First I noticed that $ \Phi(x)^T\Phi(x) = \exp(0) = 1 $. Than I substituted $ x = 0 $ and I got:
$ \Phi\left(0\right)^{T}\Phi\left(y\right)=\exp\left(-\frac{\left\Vert y\right\Vert ^{2}}{2\sigma^{2}}\right) $
Hence:
$ \Phi\left(y\right)=\Phi\left(0\right)\Phi\left(0\right)^{T}\Phi\left(y\right)=\Phi\left(0\right)\exp\left(-\frac{\left\Vert y\right\Vert ^{2}}{2\sigma^{2}}\right) $
It seems right to me but when I checked my self I found:
$ \Phi\left(x\right)^{T}\Phi\left(y\right) = \exp\left(-\frac{\left\Vert x\right\Vert ^{2}}{2\sigma^{2}}\right)\exp\left(-\frac{\left\Vert y\right\Vert ^{2}}{2\sigma^{2}}\right) = \exp\left(-\frac{\left\Vert x-y\right\Vert ^{2}}{2\sigma^{2}}-\frac{2x^{T}y}{2\sigma^{2}}\right) = \exp\left(-\frac{2x^{T}y}{2\sigma^{2}}\right)\Phi\left(x\right)^{T}\Phi\left(y\right) $.
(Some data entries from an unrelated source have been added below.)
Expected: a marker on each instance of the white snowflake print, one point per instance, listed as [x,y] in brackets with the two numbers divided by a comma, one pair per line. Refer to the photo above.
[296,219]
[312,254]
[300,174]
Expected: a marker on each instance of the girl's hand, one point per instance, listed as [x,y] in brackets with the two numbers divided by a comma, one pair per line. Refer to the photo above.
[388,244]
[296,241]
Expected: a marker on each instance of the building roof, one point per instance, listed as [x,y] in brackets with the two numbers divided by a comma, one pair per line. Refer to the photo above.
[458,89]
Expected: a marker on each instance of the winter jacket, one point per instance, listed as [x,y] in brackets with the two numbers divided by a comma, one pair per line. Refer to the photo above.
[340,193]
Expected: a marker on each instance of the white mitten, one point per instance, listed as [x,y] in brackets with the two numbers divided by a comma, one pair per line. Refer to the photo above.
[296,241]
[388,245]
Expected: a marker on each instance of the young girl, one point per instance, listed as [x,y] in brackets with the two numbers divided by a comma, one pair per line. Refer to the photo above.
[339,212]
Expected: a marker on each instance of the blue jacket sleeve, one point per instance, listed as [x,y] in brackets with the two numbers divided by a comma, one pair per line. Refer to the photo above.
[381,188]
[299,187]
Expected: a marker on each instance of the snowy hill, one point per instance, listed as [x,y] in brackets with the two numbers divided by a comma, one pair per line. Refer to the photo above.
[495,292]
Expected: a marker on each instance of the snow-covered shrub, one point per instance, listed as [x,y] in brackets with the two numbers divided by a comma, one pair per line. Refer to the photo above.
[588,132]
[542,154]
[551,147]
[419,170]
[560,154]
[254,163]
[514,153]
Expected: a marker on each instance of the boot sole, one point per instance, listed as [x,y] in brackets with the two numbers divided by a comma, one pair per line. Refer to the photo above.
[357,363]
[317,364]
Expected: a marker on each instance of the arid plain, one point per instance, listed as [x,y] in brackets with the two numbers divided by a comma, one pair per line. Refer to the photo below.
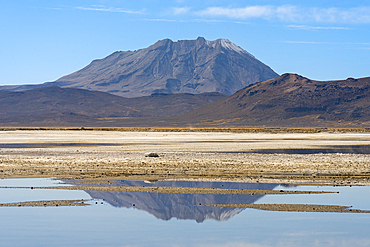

which is not the original condition.
Not an answer, just an extended comment.
Call $q(x) = \exp(-\frac{1}{2\sigma^{2}}||x||^2)$. In the case of $p=1$, $\exp(\langle x,y \rangle / \sigma^2) = \sum_n \frac{(xy)^n}{n!\sigma^{2n}}$. Define the sequence $\Phi(x) = \left\{ \frac{q(x)x^n}{\sigma^n\sqrt{n!}} \right\}_{n=0}^{\infty}$. Then $\langle \Phi(x), \Phi(y) \rangle = \exp\left(-\frac{\left\Vert x-y\right\Vert ^{2}}{2\sigma^{2}}\right)$. It only works nicely like this I think for $p=1$.
Basically, you would need the $x$ and $y$ components to separate in $\langle x,y \rangle^n$ terms of the taylor expansion of $\exp(\langle x,y \rangle / \sigma^2)$. This doesn't really work for $p\gt 1$, which means the vector space of sequences of $p$-vectors is only the right space to look in the easy case of $p=1$.